Updates im Google-Algorithmus

Jährlich führt Google etwa 400 Updates seines Algorithmus durch. Während viele dieser Updates kleiner sind und sich nicht großartig bemerkbar machen, gibt es auch immer wieder größere Veränderungen, die Namen wie Panda, Penguin oder Phantom tragen. Diese Updates haben weitreichendere Auswirkungen und können sich stark auf die Bewertung von Websites und somit auch ihre Position in den Suchergebnissen auswirken.

Googles Ziel dabei ist es, seinen Nutzern die bestmöglichen Ergebnisse für ihre Suche zu liefern. Websites mit hochwertigem Content beispielsweise sollen in den Google-Suchergebnissen möglichst prominent angezeigt werden. Websites mit minderwertigen Content, also kopierte, schlecht aufbereitete oder werbliche Artikel, werden dagegen abgestraft und sind weniger gut sichtbar.

Fred – nach langen Spekulationen endlich bestätigt

Das Google-Update Fred war lange Zeit nur ein Gerücht. Google zeigt sich, was Äußerungen zu Updates im Algorithmus angeht, meist nicht sehr gesprächig. Deshalb gibt es zu den Änderungen und ihren Auswirkungen meist kaum handfeste Informationen. Über das Update Fred war lange Zeit nicht mehr bekannt, als dass es im März ausgerollt werden und sehr umfassend sein sollte. Inzwischen haben Mitarbeiter von Google bestätigt, dass es tatsächlich Veränderungen im Algorithmus gab. Allerdings mangelt es immer noch an verifizierten Informationen.

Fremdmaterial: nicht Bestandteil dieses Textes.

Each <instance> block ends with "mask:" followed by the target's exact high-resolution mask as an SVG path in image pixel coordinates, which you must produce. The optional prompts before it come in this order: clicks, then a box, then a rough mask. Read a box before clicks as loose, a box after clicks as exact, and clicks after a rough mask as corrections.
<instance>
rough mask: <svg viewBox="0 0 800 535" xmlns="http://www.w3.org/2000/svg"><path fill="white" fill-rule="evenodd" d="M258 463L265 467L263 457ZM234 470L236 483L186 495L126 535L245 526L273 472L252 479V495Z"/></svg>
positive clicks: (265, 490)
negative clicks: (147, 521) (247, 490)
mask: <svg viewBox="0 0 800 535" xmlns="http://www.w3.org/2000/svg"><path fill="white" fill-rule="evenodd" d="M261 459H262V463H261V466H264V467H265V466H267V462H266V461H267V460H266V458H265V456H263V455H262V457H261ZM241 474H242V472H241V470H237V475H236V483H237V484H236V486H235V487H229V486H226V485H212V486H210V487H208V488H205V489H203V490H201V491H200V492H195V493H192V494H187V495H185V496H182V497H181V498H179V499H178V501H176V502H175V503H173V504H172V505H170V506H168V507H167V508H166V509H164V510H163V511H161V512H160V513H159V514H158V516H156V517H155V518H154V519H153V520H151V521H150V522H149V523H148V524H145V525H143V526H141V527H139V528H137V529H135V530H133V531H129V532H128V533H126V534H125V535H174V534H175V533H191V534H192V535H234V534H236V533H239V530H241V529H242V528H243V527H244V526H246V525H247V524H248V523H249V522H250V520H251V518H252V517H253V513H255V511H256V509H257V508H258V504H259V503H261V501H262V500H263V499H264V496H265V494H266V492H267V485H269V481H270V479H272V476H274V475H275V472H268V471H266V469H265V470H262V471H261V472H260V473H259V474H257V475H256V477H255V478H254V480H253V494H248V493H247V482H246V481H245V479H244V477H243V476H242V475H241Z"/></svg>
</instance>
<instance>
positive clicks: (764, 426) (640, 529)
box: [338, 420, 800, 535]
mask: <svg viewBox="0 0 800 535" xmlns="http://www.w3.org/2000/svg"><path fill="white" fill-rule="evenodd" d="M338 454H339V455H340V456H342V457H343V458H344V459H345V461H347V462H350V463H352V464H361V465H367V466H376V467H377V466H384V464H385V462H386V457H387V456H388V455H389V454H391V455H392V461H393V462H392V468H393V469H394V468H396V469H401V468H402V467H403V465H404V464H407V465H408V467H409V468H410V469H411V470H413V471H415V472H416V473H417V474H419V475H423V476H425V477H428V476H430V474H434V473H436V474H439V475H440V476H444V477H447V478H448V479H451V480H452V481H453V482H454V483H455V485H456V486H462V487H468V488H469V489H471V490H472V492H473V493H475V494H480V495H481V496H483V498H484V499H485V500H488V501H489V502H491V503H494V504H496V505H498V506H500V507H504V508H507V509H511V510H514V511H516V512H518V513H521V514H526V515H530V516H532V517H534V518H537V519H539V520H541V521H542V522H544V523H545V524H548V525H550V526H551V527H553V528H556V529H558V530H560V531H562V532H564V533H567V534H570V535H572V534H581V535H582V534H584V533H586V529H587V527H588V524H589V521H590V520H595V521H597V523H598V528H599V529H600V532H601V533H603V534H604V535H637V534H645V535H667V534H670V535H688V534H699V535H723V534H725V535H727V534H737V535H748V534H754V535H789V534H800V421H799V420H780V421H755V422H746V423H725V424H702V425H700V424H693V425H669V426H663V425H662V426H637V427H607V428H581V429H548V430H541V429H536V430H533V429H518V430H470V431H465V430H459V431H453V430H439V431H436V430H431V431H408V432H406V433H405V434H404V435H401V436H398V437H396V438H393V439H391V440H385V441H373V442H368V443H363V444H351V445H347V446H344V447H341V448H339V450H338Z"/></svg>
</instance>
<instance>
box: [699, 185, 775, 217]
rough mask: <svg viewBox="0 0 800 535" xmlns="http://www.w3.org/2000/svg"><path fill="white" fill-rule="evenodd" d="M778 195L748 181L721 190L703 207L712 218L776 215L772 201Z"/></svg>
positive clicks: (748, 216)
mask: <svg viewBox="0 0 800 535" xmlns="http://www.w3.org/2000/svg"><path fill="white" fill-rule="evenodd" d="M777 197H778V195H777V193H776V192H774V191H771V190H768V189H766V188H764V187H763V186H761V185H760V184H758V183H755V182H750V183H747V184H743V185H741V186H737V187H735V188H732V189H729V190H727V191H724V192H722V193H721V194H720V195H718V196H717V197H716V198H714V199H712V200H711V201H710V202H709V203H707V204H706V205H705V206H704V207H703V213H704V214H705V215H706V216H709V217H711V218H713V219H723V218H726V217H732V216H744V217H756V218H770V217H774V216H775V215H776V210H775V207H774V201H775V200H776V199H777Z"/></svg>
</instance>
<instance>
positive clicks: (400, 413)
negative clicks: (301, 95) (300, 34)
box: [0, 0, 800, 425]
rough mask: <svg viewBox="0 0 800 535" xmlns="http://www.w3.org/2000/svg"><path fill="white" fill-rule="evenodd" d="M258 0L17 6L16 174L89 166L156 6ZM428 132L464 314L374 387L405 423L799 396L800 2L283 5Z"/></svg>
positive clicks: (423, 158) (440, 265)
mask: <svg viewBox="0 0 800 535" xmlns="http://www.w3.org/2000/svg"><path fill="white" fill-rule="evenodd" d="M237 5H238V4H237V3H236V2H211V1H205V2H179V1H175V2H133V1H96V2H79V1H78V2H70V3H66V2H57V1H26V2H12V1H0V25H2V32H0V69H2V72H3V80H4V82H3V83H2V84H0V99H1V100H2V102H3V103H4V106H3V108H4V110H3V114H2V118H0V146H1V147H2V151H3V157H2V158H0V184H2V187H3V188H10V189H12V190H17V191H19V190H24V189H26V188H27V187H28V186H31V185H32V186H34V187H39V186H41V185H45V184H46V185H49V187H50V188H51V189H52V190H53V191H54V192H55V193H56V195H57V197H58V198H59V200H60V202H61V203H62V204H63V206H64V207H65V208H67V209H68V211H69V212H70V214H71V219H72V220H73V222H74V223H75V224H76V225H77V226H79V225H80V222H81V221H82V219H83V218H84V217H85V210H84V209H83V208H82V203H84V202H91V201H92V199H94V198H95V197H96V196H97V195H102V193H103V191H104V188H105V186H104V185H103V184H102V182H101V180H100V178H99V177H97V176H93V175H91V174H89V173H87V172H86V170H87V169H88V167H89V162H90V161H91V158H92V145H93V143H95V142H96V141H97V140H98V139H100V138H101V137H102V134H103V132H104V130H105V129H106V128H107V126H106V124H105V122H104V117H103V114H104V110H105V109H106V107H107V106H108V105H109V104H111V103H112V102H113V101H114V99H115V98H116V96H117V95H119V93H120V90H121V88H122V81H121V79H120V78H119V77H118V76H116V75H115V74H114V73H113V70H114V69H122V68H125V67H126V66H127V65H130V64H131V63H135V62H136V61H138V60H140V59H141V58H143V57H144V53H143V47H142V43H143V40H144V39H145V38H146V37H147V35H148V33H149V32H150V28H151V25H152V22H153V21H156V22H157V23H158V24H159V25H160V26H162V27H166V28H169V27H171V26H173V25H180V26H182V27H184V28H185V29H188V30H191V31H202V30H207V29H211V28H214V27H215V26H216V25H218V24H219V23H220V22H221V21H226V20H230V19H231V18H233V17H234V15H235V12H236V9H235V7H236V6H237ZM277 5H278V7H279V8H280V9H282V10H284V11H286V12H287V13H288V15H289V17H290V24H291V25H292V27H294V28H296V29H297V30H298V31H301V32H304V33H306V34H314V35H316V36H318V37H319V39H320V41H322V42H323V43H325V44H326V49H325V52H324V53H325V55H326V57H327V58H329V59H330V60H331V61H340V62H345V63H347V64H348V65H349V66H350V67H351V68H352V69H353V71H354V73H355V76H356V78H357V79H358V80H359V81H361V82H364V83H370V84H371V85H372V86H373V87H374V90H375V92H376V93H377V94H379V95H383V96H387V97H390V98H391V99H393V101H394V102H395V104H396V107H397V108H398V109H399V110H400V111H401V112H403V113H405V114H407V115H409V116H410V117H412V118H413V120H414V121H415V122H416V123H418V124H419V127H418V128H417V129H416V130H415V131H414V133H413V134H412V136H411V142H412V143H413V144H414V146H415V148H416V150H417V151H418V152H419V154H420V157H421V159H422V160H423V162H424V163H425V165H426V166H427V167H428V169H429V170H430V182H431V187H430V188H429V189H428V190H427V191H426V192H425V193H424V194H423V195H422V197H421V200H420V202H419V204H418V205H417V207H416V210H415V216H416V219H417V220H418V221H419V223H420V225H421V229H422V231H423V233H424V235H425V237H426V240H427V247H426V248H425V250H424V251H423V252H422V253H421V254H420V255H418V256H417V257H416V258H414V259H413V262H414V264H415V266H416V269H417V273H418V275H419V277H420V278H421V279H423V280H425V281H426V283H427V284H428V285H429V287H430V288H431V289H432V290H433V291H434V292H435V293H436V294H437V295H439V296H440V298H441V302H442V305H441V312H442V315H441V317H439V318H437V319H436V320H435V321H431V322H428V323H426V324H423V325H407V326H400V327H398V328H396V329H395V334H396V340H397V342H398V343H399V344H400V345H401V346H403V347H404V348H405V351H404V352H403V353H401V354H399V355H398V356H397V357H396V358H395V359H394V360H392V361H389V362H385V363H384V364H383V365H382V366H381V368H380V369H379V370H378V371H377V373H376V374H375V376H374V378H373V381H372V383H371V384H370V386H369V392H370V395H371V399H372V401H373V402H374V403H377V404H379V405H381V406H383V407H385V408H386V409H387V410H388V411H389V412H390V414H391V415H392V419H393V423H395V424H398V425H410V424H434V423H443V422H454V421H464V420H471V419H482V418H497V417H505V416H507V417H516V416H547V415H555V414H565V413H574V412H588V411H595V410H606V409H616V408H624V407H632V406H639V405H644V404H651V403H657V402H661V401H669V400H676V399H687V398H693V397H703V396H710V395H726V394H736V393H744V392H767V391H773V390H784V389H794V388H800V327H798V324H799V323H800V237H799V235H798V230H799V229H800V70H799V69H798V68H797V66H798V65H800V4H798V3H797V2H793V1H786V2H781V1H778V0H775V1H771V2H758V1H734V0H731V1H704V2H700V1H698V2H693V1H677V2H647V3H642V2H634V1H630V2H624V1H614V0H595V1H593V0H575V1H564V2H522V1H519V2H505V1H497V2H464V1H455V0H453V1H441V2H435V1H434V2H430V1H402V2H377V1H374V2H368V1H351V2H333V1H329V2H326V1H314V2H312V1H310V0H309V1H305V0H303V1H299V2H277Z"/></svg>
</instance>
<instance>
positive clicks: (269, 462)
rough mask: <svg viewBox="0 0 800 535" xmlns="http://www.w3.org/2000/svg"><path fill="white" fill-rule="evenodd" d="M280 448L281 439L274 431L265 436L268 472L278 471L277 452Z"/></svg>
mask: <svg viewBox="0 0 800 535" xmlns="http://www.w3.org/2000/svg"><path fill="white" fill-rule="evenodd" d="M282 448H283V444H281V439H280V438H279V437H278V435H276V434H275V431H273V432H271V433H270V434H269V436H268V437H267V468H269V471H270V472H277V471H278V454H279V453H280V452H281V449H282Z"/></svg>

Harte Abstrafungen für Werbung?

Diverse SEO-Tool-Anbieter haben inzwischen Analysen durchgeführt und Veränderungen genau im Auge behalten. Die Ergebnisse sprechen dafür, dass Fred eine Verschärfung des 2011 ausgerollten Updates Panda ist. Dieses fokussierte insbesondere die Qualität von Website-Inhalten. Mit dem neuesten Update werden also die bekannten Faktoren abgestraft – nur eben noch stärker. Vor allem Websites, die mit Werbung überladen sind, sollen von Fred schlechter bewertet werden. Eine Analyse des Anbieters Sistrix identifizierte außerdem viele Werbebanner, AdSense-Kampagnen oder Affiliate-Links als negative Faktoren. Negativ auswirken sollen sich auch Texte, die mit SEO-Keywords vollgestopft sind, sowie veralteter oder dünner Content.

Was bedeutet das nun für Website-Betreiber? Leider lässt sich nur das sehr allgemeine Fazit ziehen, dass noch mehr Wert auf gute und qualitativ hochwertige Inhalte gelegt werden sollte. Da von Google vermutlich keine weiteren Informationen zu den Veränderungen zu erwarten sind, sollten Betreiber von Websites ihre Seiten in den nächsten Monaten genau im Auge behalten.